Friday, May 05, 2006

Rummy Gets Colbertized

I think this is great: Stephen Colbert has been inducted into the vernacular. In reference to yesterday's episode in which former CIA analyst Ray McGovern called out Rumsfeld on his pathological lies, a French blogger coined the phrase "Colberise" -- to hold a politician accountable, face to face. Read Marty Kaplan's piece on Huffington Post:

I Love Ray McGovern

Add former CIA analyst Ray McGovern to the list of patriots not only willing to speak truth to power, but also able on the spot to cite chapter and verse to back up their accusations with facts.

On a good day, if we're really lucky, a media account of a sparring match between the likes of Rumsfeld and Cheney and some adversary will also include file footage of them saying exactly what they deny they ever said. The niceties of MSM coverage preclude using the word "lie," so juxtaposing matter with anti-matter is the closest most networks or papers will come to mentioning He Who Must Not Be Named (you know, Pinocchio). But Ray McGovern not only had the goods on Rumsfeld -- he more than met the SecDef's condescending demurrals with withering facts. It's hard not to contrast his courage and steadfastness in real time with the Pentagon brass (and the ex-brass Secretary of State) who wilted under the scorn of the neocon crackpot consensus.

A headline on ManuMilitari coins the perfect description of what McGovern did: "Rumsfeld se fait 'colberiser.'" I know, it's in French, the language of frog-eaters who wouldn't follow Bush blindly into Iraq. You can guess what it means: Rumsfeld gets Colberted. The blogger who posted that defines it this way: "Colberiser: Régler face à face, ses comptes avec un politicien." It means: to hold a politician accountable, face to face.

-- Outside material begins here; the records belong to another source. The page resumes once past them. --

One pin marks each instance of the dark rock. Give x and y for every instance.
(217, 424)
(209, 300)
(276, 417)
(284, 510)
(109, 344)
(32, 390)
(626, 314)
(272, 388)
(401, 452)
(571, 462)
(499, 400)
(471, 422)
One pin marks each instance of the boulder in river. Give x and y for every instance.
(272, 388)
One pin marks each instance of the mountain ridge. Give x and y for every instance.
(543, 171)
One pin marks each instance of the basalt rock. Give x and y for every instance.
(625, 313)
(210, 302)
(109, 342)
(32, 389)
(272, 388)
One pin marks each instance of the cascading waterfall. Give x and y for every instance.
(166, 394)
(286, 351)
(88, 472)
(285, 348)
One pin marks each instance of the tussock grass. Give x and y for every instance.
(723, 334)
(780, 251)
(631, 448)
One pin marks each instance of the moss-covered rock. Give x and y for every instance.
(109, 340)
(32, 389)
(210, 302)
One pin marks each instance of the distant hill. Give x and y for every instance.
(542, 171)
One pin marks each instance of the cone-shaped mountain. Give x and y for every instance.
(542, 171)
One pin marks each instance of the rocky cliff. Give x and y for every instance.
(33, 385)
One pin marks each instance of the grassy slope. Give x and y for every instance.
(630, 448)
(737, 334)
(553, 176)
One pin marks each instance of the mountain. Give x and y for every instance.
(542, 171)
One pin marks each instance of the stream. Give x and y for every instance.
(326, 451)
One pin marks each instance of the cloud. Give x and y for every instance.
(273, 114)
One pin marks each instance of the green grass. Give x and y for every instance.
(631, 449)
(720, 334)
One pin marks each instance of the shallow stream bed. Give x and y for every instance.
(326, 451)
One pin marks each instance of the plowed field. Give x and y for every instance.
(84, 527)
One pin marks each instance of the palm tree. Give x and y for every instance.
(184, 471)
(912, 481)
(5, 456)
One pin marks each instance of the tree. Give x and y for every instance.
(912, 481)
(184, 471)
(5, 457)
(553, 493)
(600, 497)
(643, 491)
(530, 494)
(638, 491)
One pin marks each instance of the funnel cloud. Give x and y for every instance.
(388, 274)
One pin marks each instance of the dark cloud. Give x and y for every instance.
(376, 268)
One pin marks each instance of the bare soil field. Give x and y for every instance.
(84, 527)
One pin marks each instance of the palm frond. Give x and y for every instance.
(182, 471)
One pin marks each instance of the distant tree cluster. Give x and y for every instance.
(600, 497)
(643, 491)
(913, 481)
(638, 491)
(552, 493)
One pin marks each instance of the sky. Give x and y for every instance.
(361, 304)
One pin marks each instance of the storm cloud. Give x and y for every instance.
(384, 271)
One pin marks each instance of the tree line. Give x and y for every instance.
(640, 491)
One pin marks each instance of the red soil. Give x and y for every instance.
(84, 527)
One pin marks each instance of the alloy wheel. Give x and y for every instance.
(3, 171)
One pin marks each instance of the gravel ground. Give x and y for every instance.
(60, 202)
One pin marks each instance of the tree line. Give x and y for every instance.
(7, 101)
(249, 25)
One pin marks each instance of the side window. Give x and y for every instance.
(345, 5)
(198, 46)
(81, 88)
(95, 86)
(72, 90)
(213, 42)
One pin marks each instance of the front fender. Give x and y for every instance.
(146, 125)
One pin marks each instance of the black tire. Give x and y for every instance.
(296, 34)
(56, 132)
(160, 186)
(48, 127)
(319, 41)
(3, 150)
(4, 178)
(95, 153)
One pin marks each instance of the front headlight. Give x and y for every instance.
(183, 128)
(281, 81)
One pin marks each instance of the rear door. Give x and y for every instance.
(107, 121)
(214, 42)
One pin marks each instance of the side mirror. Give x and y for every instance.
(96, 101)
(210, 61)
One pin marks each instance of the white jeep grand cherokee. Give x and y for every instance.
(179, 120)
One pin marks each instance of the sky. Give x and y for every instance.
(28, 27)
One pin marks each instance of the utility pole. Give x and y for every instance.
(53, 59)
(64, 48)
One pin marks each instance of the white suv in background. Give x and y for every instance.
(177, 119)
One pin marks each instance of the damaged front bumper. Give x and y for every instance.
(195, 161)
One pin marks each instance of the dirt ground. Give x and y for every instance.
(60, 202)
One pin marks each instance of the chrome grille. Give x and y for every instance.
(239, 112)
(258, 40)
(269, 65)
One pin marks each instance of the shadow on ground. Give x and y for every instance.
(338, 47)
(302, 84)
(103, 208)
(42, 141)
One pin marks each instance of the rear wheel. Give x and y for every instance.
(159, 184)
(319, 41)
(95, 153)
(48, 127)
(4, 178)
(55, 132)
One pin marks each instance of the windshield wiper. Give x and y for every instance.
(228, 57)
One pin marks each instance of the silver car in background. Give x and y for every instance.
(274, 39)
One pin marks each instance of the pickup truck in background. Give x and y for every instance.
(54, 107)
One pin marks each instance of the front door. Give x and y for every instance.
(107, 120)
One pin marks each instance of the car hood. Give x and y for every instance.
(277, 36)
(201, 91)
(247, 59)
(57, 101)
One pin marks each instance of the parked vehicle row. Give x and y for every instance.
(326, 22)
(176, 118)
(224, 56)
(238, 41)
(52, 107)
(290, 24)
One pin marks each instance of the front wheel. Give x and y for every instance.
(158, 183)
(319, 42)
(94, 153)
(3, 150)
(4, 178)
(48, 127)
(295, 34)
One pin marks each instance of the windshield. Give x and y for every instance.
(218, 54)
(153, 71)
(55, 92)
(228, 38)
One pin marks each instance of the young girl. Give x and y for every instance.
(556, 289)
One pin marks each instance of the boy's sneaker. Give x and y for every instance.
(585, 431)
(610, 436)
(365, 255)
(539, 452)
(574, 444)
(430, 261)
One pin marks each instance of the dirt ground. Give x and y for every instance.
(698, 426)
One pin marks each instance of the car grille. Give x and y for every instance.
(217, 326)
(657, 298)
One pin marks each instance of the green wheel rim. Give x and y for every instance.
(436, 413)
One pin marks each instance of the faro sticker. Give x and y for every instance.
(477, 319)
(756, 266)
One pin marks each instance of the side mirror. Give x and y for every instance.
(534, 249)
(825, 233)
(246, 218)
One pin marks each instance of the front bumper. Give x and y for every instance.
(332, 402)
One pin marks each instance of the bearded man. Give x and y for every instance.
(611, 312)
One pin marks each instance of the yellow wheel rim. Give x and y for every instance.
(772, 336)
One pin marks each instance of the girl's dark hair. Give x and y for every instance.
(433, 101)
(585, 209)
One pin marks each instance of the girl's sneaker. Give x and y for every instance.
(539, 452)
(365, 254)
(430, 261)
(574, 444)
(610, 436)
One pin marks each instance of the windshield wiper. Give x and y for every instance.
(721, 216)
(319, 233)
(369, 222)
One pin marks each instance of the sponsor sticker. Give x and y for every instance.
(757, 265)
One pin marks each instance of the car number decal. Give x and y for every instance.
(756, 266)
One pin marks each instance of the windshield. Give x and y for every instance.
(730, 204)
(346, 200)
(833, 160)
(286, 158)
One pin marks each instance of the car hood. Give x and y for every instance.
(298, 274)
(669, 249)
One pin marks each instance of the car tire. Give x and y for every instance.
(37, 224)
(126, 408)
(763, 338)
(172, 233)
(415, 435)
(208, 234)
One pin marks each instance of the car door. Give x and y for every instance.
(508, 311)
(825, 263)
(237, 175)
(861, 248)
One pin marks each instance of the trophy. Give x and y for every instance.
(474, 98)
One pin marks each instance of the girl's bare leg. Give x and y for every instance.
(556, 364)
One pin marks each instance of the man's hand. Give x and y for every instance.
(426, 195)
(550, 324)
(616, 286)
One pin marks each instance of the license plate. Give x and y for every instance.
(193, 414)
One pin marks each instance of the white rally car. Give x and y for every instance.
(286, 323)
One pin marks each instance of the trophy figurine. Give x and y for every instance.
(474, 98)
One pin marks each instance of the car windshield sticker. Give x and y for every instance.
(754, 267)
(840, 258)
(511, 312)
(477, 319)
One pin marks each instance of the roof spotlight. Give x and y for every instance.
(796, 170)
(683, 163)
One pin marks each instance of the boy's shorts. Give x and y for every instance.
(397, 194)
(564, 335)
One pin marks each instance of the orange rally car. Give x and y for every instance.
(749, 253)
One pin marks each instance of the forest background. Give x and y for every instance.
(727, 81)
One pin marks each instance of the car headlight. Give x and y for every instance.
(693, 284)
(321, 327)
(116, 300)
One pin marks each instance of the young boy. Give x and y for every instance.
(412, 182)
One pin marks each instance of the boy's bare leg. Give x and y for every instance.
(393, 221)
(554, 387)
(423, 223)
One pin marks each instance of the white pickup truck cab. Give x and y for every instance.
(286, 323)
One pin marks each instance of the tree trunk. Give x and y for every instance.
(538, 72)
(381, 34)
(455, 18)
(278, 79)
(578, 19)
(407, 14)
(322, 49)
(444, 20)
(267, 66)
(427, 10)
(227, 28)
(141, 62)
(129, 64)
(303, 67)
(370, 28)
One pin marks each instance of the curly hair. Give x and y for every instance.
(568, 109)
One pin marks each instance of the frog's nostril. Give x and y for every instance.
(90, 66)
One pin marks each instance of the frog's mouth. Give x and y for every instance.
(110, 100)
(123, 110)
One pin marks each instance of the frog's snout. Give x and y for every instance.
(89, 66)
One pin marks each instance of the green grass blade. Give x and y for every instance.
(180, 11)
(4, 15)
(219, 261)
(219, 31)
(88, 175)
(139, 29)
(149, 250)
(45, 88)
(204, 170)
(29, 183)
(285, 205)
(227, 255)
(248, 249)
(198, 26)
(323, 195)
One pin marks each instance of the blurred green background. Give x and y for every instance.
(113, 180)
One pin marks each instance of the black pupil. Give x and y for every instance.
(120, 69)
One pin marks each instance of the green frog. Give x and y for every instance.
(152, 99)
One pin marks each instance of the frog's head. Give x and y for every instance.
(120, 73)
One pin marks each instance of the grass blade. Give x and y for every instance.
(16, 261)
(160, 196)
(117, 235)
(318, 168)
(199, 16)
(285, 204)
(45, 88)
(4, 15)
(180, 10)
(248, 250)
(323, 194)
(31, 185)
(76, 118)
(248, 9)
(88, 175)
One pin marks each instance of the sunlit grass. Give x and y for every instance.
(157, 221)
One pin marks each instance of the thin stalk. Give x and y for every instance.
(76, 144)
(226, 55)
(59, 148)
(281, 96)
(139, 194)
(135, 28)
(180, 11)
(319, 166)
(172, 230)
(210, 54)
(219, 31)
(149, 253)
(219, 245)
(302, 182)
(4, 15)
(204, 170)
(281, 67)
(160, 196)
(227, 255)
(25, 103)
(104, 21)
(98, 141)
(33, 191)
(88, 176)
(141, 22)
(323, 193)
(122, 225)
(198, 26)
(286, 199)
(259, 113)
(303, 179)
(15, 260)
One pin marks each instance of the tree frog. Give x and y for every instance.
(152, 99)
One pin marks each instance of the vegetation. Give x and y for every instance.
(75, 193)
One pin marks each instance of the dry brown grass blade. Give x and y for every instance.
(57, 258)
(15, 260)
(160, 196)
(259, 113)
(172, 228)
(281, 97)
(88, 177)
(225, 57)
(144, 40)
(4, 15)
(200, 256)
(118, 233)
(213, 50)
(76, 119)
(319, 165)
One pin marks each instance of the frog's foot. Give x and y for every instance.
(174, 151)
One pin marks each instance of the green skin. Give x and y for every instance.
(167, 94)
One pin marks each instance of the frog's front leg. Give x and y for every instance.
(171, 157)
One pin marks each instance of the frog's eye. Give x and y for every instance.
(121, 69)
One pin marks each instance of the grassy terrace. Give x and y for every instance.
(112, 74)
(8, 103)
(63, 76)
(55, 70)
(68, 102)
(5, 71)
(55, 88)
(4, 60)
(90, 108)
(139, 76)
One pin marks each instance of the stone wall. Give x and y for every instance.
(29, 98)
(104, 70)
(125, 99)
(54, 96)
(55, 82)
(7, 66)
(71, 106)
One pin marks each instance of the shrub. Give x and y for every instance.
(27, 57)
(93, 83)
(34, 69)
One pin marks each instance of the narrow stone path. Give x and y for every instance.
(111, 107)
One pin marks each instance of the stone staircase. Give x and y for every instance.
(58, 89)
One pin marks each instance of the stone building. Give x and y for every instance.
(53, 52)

This time around, it won't be enough to say that Ray McGovern wasn't funny enough, or that he was rude, or went on too long, or the rest of the courtier dyspepsia being attributed to Colbert. McGovern is doing what, shockingly, national Democrats haven't been doing; he's doing what the kewl kids in prom clothes in the Fourth Estate haven't been doing; he's doing what Left Blogistan and a handful of columnists have been doing, and what born-again furies like Chris Matthews are at long last doing. "Civil discourse" is the last refuge of scoundrels. It can't be long before the ideological bubble boys who deceived us into this misbegotten folly retreat to ticketed events and the comforting embrace of Fox News. Yet wasn't it the codpiece-in-chief who said, "You can run - but you can't hide"? It'd be sweet if that impotent bragodoccio finally came home to roost.